Woe is me, I can't seek what I find (or Search is failing me)

0 views
Skip to first unread message

@IDisposable

unread,
Oct 7, 2010, 5:10:58 PM10/7/10
to Twitter Development Talk
Over the last couple months, we've seen some wierd behavior in the
responses to search queries. First, I understand the rules about
search being non-covering, and that we are at the mercy of the index.
That said, I've noticed some odd behavior lately. As background
material, we run many searches (and we're white-listed by IP and OAuth
account), but the two I want to reference are the Mentions and the
Location searches.

The Mentions search seems pretty stable and uses this typical search
(and then we exclude a bunch of things like Bay St. Louis, etc.):
http://search.twitter.com/search.atom?rpp=100&q=stl+OR+%23stl+OR+stlouis+OR+%22St+Louis%22+OR+%22St.+Louis%22+OR+%22Saint+Louis%22+OR+SaintLouis&since_id=26682507745

The Location search has been VERY unstable, and uses this typical
search:
http://search.twitter.com/search.atom?rpp=100&geocode=38.627522%2C-90.19841%2C30mi&since_id=26679538876

As the day progresses, we move up the high-water mark in the since_id
to track what we've already received so we should be getting minimal
gaps. We almost never see two 100-entry polls in a row, so I think
we're keeping up with whatever coverage the search index is offering.
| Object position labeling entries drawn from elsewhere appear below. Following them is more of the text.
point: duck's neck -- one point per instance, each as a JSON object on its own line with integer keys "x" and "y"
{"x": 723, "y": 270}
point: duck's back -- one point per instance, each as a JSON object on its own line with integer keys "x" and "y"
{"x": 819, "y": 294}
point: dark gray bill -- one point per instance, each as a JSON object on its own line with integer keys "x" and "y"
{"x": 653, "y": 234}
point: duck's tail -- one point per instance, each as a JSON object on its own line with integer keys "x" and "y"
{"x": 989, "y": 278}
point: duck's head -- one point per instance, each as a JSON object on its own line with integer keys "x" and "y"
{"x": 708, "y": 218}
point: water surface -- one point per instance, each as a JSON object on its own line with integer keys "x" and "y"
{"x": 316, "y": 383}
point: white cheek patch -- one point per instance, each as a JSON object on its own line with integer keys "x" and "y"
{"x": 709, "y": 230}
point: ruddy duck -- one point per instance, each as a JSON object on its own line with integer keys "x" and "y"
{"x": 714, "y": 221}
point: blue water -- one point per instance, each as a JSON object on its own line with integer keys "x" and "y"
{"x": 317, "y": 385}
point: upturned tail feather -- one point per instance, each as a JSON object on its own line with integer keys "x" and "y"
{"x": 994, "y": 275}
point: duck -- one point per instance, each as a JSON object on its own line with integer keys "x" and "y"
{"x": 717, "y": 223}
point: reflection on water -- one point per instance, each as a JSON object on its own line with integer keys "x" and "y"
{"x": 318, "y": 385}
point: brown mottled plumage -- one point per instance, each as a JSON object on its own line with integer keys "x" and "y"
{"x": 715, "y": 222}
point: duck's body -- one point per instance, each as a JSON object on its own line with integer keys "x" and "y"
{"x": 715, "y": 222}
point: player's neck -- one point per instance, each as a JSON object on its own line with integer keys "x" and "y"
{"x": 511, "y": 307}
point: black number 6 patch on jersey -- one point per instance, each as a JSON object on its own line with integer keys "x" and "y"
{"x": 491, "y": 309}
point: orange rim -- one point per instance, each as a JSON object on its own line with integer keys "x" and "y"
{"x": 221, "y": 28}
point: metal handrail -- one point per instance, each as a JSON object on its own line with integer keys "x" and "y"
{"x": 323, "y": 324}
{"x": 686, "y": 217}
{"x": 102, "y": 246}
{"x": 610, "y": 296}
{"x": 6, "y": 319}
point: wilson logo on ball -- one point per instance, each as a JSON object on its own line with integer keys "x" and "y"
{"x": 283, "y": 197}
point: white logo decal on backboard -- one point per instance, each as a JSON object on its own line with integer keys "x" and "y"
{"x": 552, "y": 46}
I've posted in a Google Spreadsheet a graph of the tweet counts we're
seeing since 7/1/2010 so you can see the trends http://bit.ly/9wnnFM
(sheet two is the graph). Some interesting things to note:

1) The Mentions search is very consistent.
2) The Location search likes to bounce around a bit.
3) In mid August, we started to have issues with more 403s and error
about since_id being too old. We were also getting rate-limited in our
calls to get the tweep details (since the ATOM feed is so meager). Due
to a bug, I wasn't committing all the tweets when this happened.
4) On or about Sept 1st, you guys did something that broke our ability
to stay caught up... we started getting almost no tweets and lots of
errors about since_id being too old. I thought this was due to your
"new tweet id" assignment being rolled out.
5) On Sept 5th, I got back from vacation and added logic to understand
and use the "no new tweets, roll the tweet id forward to this" driven
by parsing the <link rel="refresh"> node in the ATOM feed.
6) I also, around this time, added better logic to the tweep-lookup
detail, only asking you for tweeps I don't have at least a minimal row
on. This reduced the number of rate-limiting issues.
7) We were very stable and until 9/23 when volume falls off a lot, and
never really recovers. I think this is the "new search" engine
rollout.

To research a little more, I tried the Twitter advanced search page
and asking for the RSS (atom, really) feed from the advanced search
page I get this URL now:
http://search.twitter.com/search.atom?geocode=38.627522,-90.19841,30.0mi&lang=en&q=+near:38.627522,-90.19841+within:30mi

Which starts off like ours, but adds the (seemingly redundant) human-
readable search criteria "&q=+near:38.627522,-90.19841+within:30mi".

Oddly, if we remove that and do the same search at nearly the same
instant, I DO get vastly different tweets sets... probably due to
volume, possibly just sorting, but I would hope that with the same
since_id value, I would get the same tweets... but I don't.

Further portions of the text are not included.